From the merry-go-round murmurings of The Maw to the slash-guitar shanty Woah
Oh, there's no doubting songwriter Marcus Teague's storytelling credentials.
He always seems to be going somewhere: out of the mountains
("crawling on my thumbs"), towards the dawn ("with our black hoods down and our
headphones on"), or coming back from a long strange night (where "no one would
wake up and be unsure how they felt so vindicated at this once off orchestration
of ourselves"). This whole record feels like a grand journey, the songs its way
stations. Teague's music is similarly mobile, pop rock that echoes fellow Australians
like You Am I and Something for Kate but with a curiously transistorized,
longing sound, as if their angularities have been taken apart, recombined and
raggedly colored with violin,
xylophone, banjo, space. The likes of Modest Mouse, Built to Spill and Archers
of Loaf might also serve as fine and arty comparisons.

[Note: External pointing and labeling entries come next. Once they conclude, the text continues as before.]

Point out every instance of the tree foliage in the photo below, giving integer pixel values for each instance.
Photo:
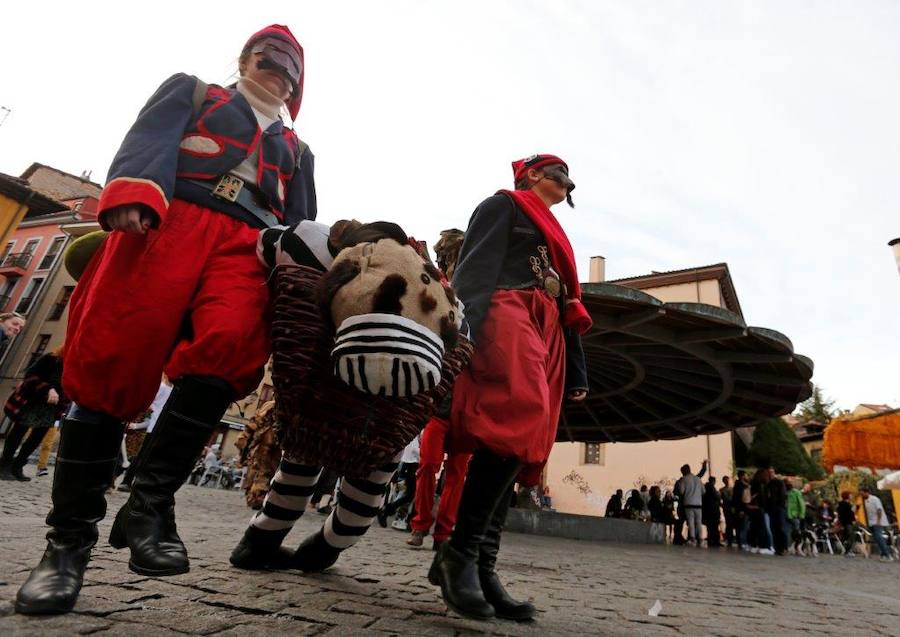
(775, 445)
(816, 408)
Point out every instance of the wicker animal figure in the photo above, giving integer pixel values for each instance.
(260, 454)
(394, 313)
(387, 317)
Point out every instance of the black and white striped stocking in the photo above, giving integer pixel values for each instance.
(358, 502)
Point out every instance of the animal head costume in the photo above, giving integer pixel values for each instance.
(394, 313)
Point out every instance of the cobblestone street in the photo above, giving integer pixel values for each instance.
(379, 586)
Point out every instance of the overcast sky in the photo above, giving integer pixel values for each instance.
(762, 134)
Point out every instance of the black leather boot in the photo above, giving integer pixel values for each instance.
(85, 464)
(146, 523)
(504, 605)
(455, 568)
(260, 549)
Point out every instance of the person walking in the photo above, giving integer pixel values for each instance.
(176, 286)
(37, 404)
(689, 489)
(726, 497)
(777, 512)
(431, 459)
(712, 513)
(760, 533)
(877, 519)
(796, 514)
(516, 276)
(46, 449)
(614, 506)
(740, 499)
(846, 516)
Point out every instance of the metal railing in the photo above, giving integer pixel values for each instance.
(24, 304)
(17, 260)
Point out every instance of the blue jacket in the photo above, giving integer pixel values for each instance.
(169, 142)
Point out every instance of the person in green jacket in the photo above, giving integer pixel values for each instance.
(796, 510)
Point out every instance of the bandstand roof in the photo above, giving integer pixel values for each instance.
(664, 371)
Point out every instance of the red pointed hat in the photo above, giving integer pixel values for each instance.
(521, 166)
(281, 32)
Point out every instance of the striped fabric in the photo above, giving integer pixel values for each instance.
(387, 355)
(305, 243)
(289, 492)
(358, 502)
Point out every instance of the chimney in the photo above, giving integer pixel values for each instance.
(597, 272)
(895, 244)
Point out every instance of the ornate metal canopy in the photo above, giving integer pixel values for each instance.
(664, 371)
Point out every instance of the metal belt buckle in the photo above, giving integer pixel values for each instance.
(552, 284)
(228, 188)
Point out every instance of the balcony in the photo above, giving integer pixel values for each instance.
(16, 264)
(24, 304)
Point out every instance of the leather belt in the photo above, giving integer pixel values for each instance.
(233, 189)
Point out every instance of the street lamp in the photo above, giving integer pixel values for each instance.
(895, 244)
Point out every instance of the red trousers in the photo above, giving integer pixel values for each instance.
(431, 452)
(508, 400)
(189, 299)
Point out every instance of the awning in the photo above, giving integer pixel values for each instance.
(868, 441)
(664, 371)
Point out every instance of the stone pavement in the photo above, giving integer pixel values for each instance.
(379, 586)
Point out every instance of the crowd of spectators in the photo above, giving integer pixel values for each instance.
(762, 514)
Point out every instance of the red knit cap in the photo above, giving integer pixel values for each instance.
(521, 166)
(281, 32)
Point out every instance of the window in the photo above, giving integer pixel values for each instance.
(28, 296)
(31, 246)
(52, 252)
(61, 302)
(39, 349)
(594, 453)
(6, 292)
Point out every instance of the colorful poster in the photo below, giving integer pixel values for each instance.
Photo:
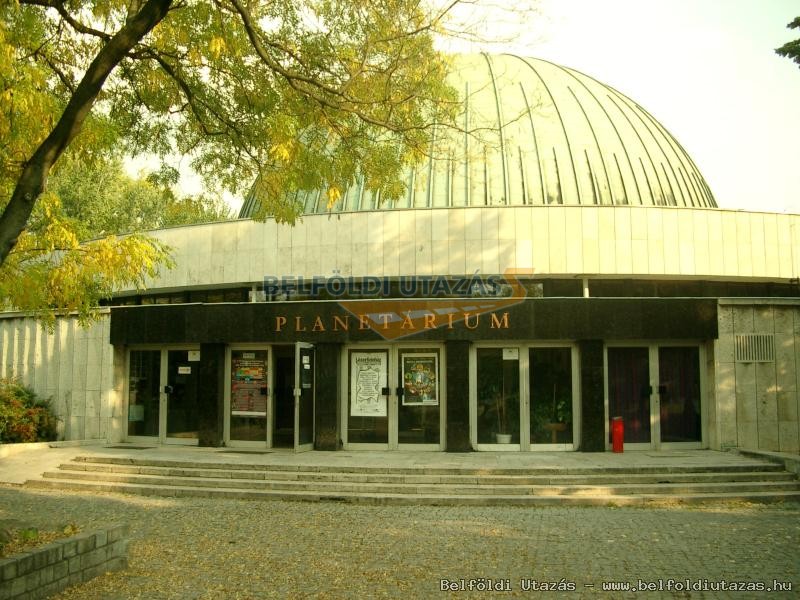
(420, 379)
(368, 372)
(249, 384)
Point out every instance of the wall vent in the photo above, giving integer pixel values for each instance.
(755, 347)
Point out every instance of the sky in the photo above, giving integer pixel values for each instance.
(706, 69)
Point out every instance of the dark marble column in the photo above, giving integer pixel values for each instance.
(211, 394)
(592, 396)
(457, 396)
(326, 396)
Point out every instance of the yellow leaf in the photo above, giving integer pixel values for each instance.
(216, 46)
(334, 193)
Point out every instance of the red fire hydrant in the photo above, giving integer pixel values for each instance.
(617, 434)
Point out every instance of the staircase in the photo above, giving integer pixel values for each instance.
(619, 486)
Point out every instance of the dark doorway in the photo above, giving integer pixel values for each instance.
(283, 432)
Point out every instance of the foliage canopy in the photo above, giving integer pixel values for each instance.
(791, 49)
(296, 95)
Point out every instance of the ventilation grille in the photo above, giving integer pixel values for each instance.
(755, 347)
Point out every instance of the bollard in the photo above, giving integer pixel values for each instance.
(617, 434)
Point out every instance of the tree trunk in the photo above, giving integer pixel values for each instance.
(34, 174)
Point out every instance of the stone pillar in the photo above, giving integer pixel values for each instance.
(211, 395)
(326, 396)
(592, 396)
(457, 424)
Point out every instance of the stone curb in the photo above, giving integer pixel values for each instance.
(49, 569)
(790, 462)
(12, 449)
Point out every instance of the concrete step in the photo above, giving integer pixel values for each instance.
(413, 499)
(584, 488)
(533, 469)
(267, 473)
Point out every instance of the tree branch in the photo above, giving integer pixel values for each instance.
(34, 174)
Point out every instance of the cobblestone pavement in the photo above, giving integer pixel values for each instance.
(200, 548)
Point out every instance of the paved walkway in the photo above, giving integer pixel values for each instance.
(200, 548)
(21, 466)
(207, 549)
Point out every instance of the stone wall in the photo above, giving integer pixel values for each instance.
(756, 403)
(50, 569)
(72, 365)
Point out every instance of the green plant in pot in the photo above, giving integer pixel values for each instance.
(560, 414)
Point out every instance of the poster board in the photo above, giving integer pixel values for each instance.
(368, 375)
(420, 379)
(248, 384)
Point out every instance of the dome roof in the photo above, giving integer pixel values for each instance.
(540, 134)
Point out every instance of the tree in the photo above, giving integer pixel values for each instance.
(791, 49)
(298, 95)
(102, 199)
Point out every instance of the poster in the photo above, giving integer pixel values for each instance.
(249, 384)
(367, 380)
(420, 379)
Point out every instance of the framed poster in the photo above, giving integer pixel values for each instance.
(248, 384)
(420, 379)
(368, 375)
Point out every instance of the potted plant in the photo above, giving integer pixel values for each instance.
(503, 434)
(560, 414)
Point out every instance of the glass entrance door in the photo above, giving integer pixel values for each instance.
(162, 395)
(551, 385)
(498, 397)
(393, 398)
(679, 394)
(657, 392)
(418, 394)
(144, 393)
(629, 392)
(304, 397)
(181, 391)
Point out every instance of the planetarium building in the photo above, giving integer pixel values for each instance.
(557, 262)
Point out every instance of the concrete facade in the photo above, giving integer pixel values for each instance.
(757, 402)
(610, 241)
(71, 364)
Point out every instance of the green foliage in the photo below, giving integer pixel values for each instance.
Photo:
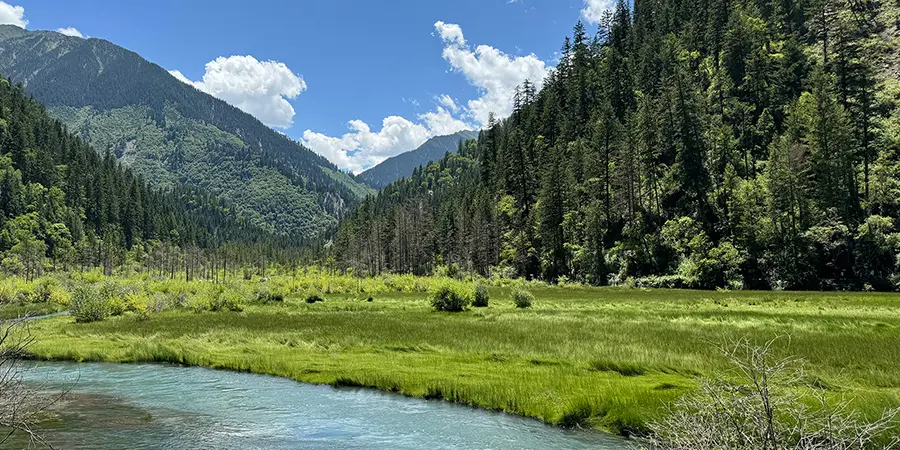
(740, 148)
(451, 297)
(269, 292)
(171, 133)
(614, 358)
(522, 298)
(404, 164)
(481, 296)
(88, 305)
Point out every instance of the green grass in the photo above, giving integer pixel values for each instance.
(18, 310)
(607, 358)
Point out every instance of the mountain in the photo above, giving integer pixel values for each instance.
(63, 204)
(403, 165)
(171, 133)
(737, 144)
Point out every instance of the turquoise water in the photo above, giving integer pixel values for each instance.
(145, 406)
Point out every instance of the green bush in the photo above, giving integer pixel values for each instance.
(87, 305)
(481, 297)
(114, 297)
(270, 293)
(44, 289)
(226, 300)
(450, 298)
(522, 298)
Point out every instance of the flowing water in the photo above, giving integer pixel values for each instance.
(143, 406)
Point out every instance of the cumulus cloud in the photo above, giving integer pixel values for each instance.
(493, 72)
(362, 148)
(259, 88)
(450, 32)
(12, 15)
(441, 123)
(448, 102)
(594, 10)
(70, 31)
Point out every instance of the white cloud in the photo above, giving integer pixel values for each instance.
(362, 148)
(259, 88)
(70, 31)
(442, 123)
(493, 72)
(12, 15)
(450, 32)
(594, 10)
(448, 101)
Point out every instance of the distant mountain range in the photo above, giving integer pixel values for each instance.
(171, 133)
(403, 165)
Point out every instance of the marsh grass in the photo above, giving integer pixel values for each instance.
(604, 358)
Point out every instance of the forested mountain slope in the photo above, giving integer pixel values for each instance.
(695, 143)
(63, 204)
(403, 165)
(172, 133)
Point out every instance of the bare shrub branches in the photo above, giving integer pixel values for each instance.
(766, 403)
(19, 404)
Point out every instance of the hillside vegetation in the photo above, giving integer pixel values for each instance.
(65, 206)
(711, 143)
(171, 133)
(404, 164)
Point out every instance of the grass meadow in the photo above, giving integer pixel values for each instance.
(606, 358)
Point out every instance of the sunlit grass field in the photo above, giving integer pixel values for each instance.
(597, 357)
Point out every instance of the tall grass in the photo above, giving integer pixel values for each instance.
(606, 358)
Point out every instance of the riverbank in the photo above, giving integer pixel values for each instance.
(610, 359)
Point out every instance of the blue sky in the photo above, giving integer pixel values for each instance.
(357, 81)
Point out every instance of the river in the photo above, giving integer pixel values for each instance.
(147, 406)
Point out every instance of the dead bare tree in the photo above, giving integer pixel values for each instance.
(20, 405)
(767, 404)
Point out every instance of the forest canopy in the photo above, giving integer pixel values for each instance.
(687, 143)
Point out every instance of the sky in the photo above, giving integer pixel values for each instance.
(357, 81)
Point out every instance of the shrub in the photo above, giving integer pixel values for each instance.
(44, 290)
(450, 298)
(227, 300)
(270, 293)
(112, 294)
(761, 408)
(522, 298)
(87, 305)
(481, 297)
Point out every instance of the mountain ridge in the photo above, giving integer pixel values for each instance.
(403, 165)
(172, 132)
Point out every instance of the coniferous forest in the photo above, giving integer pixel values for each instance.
(703, 144)
(67, 207)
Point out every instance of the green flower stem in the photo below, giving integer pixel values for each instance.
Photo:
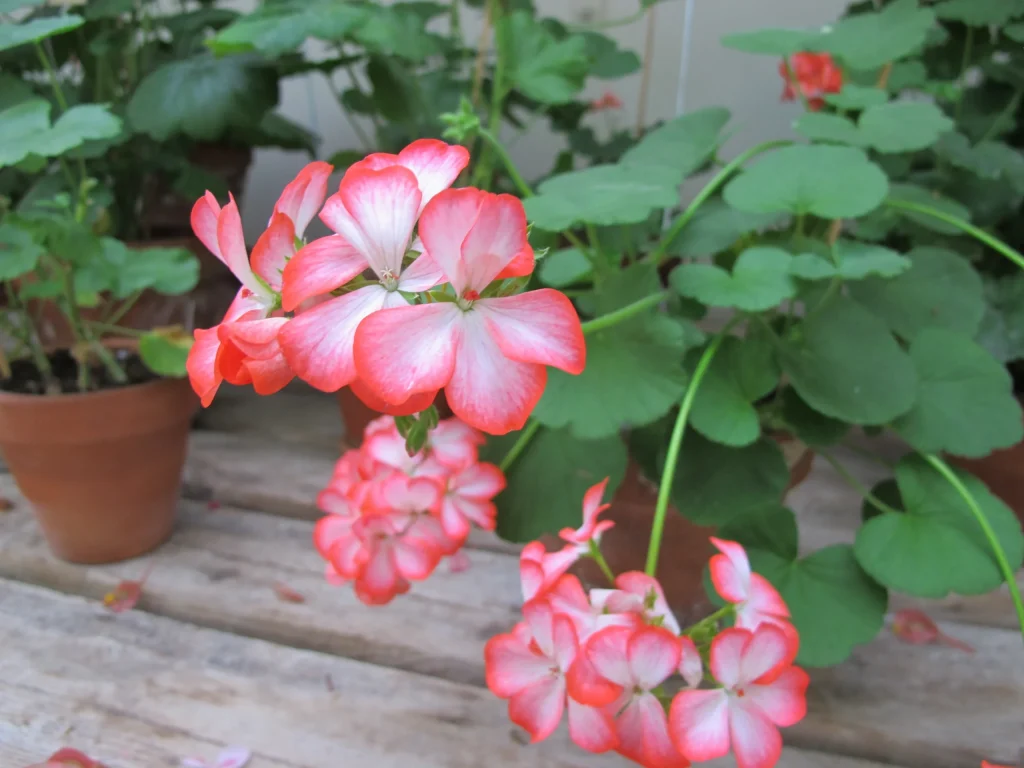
(855, 483)
(710, 188)
(994, 243)
(520, 444)
(676, 441)
(596, 553)
(1000, 556)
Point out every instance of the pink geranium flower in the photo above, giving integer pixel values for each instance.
(761, 690)
(374, 213)
(244, 347)
(488, 353)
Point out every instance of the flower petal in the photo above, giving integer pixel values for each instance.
(653, 654)
(537, 327)
(698, 723)
(273, 249)
(304, 195)
(317, 344)
(375, 211)
(401, 351)
(487, 390)
(317, 268)
(784, 699)
(756, 741)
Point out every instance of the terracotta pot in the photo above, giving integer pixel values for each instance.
(1003, 471)
(101, 470)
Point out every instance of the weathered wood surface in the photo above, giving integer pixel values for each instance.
(141, 691)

There's something gangly and graceful in this. Boy-into-man music maybe? Listening
to it I get the feeling someone has died: it's there in the big change sound,
the emerging intensity this driven music gives off like sparks. But that has
as
much
to do with Teague's awareness of how everything everything he and
his friends are experiencing is inevitably passing away. It's an awareness that
imbues the mundane or everyday with something noble even as it slips from their
grasp.
A band press release references the writer Jorge Luis Borges, and it isn't at all pretentious when you hear the songs and appreciate their imagistic vitality, all these torchlight fragments that add up to a picture without ever directly revealing the whole situation. Every time you think you know what is happening, the pace changes
musically too. Things gallop ahead, or stop, or another image blows your mind open: "Come up to the city when you can watch the neon banks of the city beat back the night time."
Yeah, come up and into this city of Teague's, beat back the sky. Melbourne, Australia has found a poet laureate for its dreams. With him Deloris aren't just good, they're great. It makes me feel my heart in my chest.